Yoko makes his entrance and they show that the ring is surrounded by photographers, including a rather strange looking one with a long beard. Heenan then talks about Hogan trimming down for speed. (That’s a good way of explaining Hogan’s deflated look. They can’t exactly say that he stopped using roids.) Ross also talks about Hogan not defending the title since Mania. (I feel like Vince told him to say that as a jab.) Hogan then makes his entrance and they get a great shot of Hogan standing in front of the video-wall while Yoko stares at him. (They need to go back to this style of camera work.) Meanwhile, Savage says people thought Bret Hart should have gotten the rematch and he questions why he didn’t. (Is that a nod to the fact that Hogan nixed the planned Bret/Hogan match? It’s starting to sound like they’re actively taking shots at Hogan on commentary. Also, on a side note, I should point out that the Hogan fan in full costume is ringside. I have a feeling he’s going to have a bad night.)

Yoko is able to shove Hogan around and hit him with chops, forearms, and headbutts. He also slams Hogan and whips him around the ring, but he misses a corner splash. Hogan counters with ten-punches in the corner and some biting followed by a corner clothesline. Then, he tries to slam Yoko a couple of times, but he can’t do it. Hogan hurts his back in the attempts, so Yoko attacks it. Hogan tries to fire back with clotheslines, but Yoko knocks him to the mat. However, Yoko misses a splash. Hulk then attempts a shoulder block, but he bounces off of Yokozuna and Yoko locks him in a bear hug. He starts to fade, but he recovers and punches out of the hold. Hogan’s back still hurts, so Yoko hits a belly-to-belly, but Hogan starts to hulk-up! It takes three big boots to knock Yoko to the mat and then Hogan hits the leg drop—but Yoko kicks out at two!! Hogan is in shock and goes to hit another leg drop, but the bearded photographer climbs onto the apron. Jimmy Hart tries to stop him, but he kicks Jimmy. Hogan questions what he’s doing, but then—

the camera explodes in Hogan’s face!! Yoko immediately hits a throat chop and then a leg drop for the win. (You can see the costumed Hogan fan die a little inside.)

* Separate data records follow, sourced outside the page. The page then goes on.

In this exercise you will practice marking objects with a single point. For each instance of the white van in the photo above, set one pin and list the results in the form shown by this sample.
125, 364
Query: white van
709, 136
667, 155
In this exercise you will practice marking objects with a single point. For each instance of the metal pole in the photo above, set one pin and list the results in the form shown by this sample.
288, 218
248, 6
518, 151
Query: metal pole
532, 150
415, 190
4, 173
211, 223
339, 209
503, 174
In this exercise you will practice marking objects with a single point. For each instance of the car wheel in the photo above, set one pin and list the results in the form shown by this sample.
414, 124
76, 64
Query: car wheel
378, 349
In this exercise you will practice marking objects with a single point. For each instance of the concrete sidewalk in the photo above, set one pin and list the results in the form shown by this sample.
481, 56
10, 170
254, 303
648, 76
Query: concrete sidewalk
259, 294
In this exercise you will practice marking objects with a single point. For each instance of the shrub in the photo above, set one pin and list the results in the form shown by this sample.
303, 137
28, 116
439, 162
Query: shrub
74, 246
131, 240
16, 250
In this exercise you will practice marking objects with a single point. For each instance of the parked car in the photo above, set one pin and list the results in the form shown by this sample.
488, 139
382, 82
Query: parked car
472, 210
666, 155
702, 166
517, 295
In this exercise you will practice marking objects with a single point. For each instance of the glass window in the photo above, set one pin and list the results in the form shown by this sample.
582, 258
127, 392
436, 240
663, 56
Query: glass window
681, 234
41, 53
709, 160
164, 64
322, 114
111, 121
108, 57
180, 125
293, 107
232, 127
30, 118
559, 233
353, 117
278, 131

I enjoyed this match. I thought they set a good pace and structured it well. The ending was strange, but you knew Hogan wouldn’t job cleanly. My only complaint is that the finish was never explained properly. I’m not sure they ever revealed the photographer’s identity. (It was Harvey Wippleman in the costume, but that was never said on TV.) The finish was supposed to set up an eventual rematch, but it would never happen. This is Hogan’s final WWF PPV until 2002. However, we will see Hogan elsewhere in a year. (On a side note, Hogan has claimed that the original plan was to have Japanese ref, Tiger Hattori, be the one to screw him over, but they couldn’t get him for the show. I think that would have been a much better finish, but it sadly didn’t happen.)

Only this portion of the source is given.